Iraqi Prime Minister Nuri al-Maliki is expected to reveal his new cabinet on Monday, ending a nine month political vacuum as investors seek stability to rebuild Iraq after years of war.
Iraq has been in political limbo since an inconclusive March election, with squabbling between factions highlighting ethnic and sectarian divisions 7-1/2 years after the US-led invasion that toppled Sunni president Saddam Hussein.
A deal last month between Shi'ite, Sunni and Kurdish blocs put Maliki on track for a second term.
In his new cabinet, he is expected to retain Oil Minister Hussain al-Shahristani, the Shi'ite architect of ambitious plans to turn Iraq into a top global oil producer, as well as Foreign Minister Hoshiyar Zebari, a Kurd.
Shahristani is seen as a vital member of the new cabinet and his reappointment is important to assure investors Iraq will honor deals to develop its vast reserves.
Iraq is seeking to rebuild damaged and neglected infrastructure after decades of war and sanctions. It relies on oil for 95 percent of federal revenues and has set out ambitious targets to boost output capacity to 12 million barrels per day (bpd) over the next six or seven years from 2.5 million today.
Monday's parliament session will see Maliki name a cabinet expected to include 42 posts. The jobs will be divided among the main factions according to the seats they won in the election.
Allawi to join
Former Prime Minister Iyad Allawi, a secular Shi'ite whose cross-sectarian coalition won the most seats in the March 7 vote but who was unable to garner enough support to secure the premiership, will also join the government.

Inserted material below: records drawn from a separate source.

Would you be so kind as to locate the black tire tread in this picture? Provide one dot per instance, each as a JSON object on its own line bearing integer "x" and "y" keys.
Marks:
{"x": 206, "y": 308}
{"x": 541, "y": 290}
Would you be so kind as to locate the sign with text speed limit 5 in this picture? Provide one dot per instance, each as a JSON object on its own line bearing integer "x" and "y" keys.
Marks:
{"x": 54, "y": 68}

Allawi's decision, which he announced on Sunday after weeks of uncertainty, could soothe worries about renewed sectarian violence.
Allawi said he would accept a job as the head of a national strategic policy council that was offered as part of a power-sharing deal on November 10.
The agreement returned Kurd Jalal Talabani to the presidency and made Osama al-Nujaifi, a Sunni, parliament's speaker.
Maliki is not expected to reveal sensitive security posts, including the interior, defense and national security ministers, as nominees have not yet been decided.
"The list will not include names for the security ministries," said Ali al-Adeeb, a senior member of Maliki's Dawa party.
"Maliki may preside over some of them temporarily or he will ask some ministers to preside over some of them until he finds suitable and independent candidates."
Deputy Prime Minister Ross Nouri Shawis, another Kurd, is also expected to be selected for the government's inner circle.
The U.S. formally ended combat operations in Iraq at the end of August and there are just under 50,000 troops left in the country. Under a bilateral security agreement, the remaining soldiers are expected to withdraw by the end of 2011.